Powieść, która zawiera w głównej treści walkę o miłość, z reguły bywa przeważnie bardzo różnie odbierana, a czasem nie każdemu czytelnikowi może przypaść do gustu.
Twórczości Pani Małgorzaty Niezabitowskiej nie miałam możliwość poznać, ale oczekiwałam, po niej szczerze powiedziawszy, że zaskoczy mnie czymś, co lubię i co może być wyjątkowe, mniej znane lub bardziej, a jednak opisze to w sposób taki, który mnie zainteresuje również od strony konstrukcji budowy i estetyki barwności zdań, języka przekazu zawartego u występujących bohaterów, których można polubić bardziej, zaprzyjaźnić się z nimi lub wcale ich nie zaakceptować.
''Światłość i mrok'' to powieść inna niż wszystkie, które miałam okazje przeczytać nie ze względu na występującą dużą liczbę stron, ale opisywane wątki przez autorkę tworzone były z dozą niepewności.
Powieści tej nie czyta się szybko, gdyż zamieszczona w niej mała czcionka utrudnia czytanie i czasem powraca się ponownie do przeczytanego wątku. Czcionka większa ułatwiłaby zdecydowanie czytanie.

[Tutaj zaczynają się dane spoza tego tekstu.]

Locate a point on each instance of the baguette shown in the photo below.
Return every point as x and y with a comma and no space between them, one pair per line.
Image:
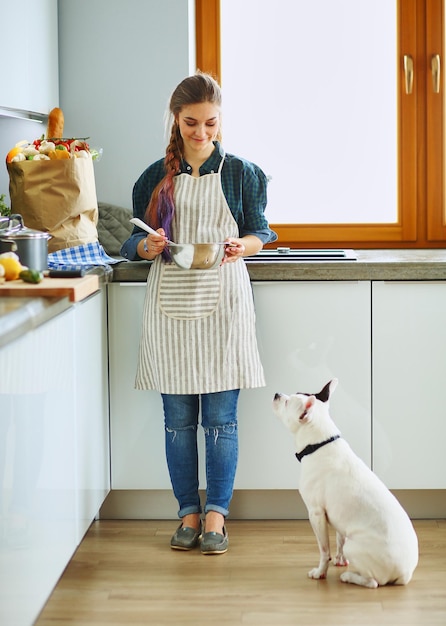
55,124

Nie spodobało, mi się również to zabrakło odnośnika wyjaśnienia znaczenia słów, zwrotów, jakimi posługiwali się w gwarze codziennej bohaterowie, które powinny być zamieszczone na tej samej stronie co czytany tekst, a nie dopiero na samym końcu należy zaglądać za każdym razem do słownika, aby sprawdzić, co oznacza dane słowo.
Okładka książki podoba mi się. Zamieszczona na samym początku mapka była dla mnie nieczytelna.

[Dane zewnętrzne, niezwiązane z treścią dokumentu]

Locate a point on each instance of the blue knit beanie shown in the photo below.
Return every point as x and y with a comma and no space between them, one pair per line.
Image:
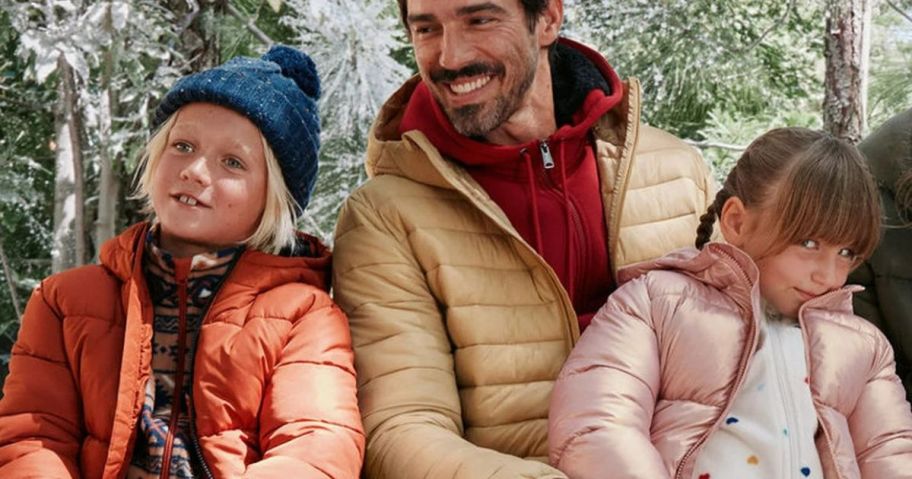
278,93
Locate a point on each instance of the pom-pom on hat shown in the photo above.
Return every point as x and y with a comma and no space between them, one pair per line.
278,93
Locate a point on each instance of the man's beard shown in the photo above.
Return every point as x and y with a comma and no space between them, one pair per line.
479,119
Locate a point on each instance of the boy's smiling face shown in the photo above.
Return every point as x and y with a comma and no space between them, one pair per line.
209,186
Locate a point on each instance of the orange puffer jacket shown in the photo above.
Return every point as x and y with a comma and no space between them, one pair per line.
273,388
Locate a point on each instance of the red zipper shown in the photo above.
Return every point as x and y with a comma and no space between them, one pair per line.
181,271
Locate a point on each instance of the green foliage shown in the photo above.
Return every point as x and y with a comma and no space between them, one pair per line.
26,182
889,91
697,57
739,130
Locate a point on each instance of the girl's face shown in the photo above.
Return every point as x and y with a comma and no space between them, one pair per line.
209,186
798,273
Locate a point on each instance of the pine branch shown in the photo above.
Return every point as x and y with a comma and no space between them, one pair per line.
779,22
250,25
10,281
899,10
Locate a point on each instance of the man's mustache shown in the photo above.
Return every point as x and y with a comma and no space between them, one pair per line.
473,69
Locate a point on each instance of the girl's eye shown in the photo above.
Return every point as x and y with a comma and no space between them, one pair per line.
847,254
233,163
421,30
183,147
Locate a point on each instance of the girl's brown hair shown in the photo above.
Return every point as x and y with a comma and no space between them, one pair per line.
815,186
904,197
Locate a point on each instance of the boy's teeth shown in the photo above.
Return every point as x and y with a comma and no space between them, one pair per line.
464,88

Informacje dotyczące prezentacji twórczości autorki były wykonane przejrzyście.
Podziwiam autorkę za to, że podjęła się skonstruować świat pełen niepewności jutra, występujące tradycje wielokulturowe, które nie zawsze bywają do zaakceptowania tak od razu, bo są trudne w ich rozumieniu.
Nie dziwię się, że Jan potrzebował tłumacza, bo ja sama też z takiego bym bardzo chętnie skorzystała i to, że z niego i jego komunikatywności nie nudziłabym się w jego towarzystwie.
Przewodnik Jana jest dla mnie wyjątkowy, bo ma wiedzę, cierpliwość i spokój, dzięki temu nie można się pogubić.
Tak naprawdę Jan łatwego zadania nie miał łatwego zadania i powierzonej mu misji przez jego przyjaciela został wystawiony na pewną próbę, która dała wiele do myślenia nawet mi jako odbiorczyni tego, co się wydarzyło, zabłysnęło, a co najważniejsze dawało mocną adrenalinę.
Zadawałam sobie właściwie podczas czytania pytania, który bohater zrobił na mnie pozytywne wrażenie i dlaczego, co bym zmieniła u bohaterów, których mniej polubiłam, co mi dało poznanie ich, czy też zachowałabym się w podobny sposób, gdybym była na miejscu Jana?
To była dla mnie osobiście trudna książka w całościowym odbiorze, bo rozumiałam ich postępowanie, to, co czują, to, co myślą, ale co najistotniejsze, że do samego końca byłam, wytrwała jak się zakończy ta z nie pozoru niezaplanowana miłość.
Autorka zadbała o to, aby co poniektórzy skonstruowani bohaterowie byli barwni, a z czasem zasadowi, co było dla mnie nie do pojęcia tak od razu.
Brat Chany Chaim bardzo mi się spodobała w nim otwartość, odwaga, zdarzyło mu się zabłądzić, jak wielu z nas, gdyż jest to normalne i naturalne zachowanie, bo można później wyciągnąć właściwe z niego wnioski.
Najbardziej kibicowałam Chanie, bo jak tu jej nie lubić, za delikatność, pracowitość, wrażliwość, piękny śpiew, znajomość literatury.
Interesujące były dla mnie przemyślenia bohaterów i dzięki nim mogłam dokonać oceny, jacy oni są, co ich denerwuje, co cieszy w tym świecie wielokulturowym pełnym zawirowań.
Nie zabraknie w tej oto powieści zwrotów akcji wypełnionych dreszczykiem emocji, które dają wiele do przemyślenia, gdy pokonuje się wiele przeszkód, a jedynie mając na względzie i żyjąc nadzieją, że będzie to upragnione szczęście, którego się wytrwale i dzielnie oczekuje.
Czy będzie szczęście towarzyszyło do samego głównym bohaterom Janowi i Chanie warto, się o tym przekonać czytając tę powieść?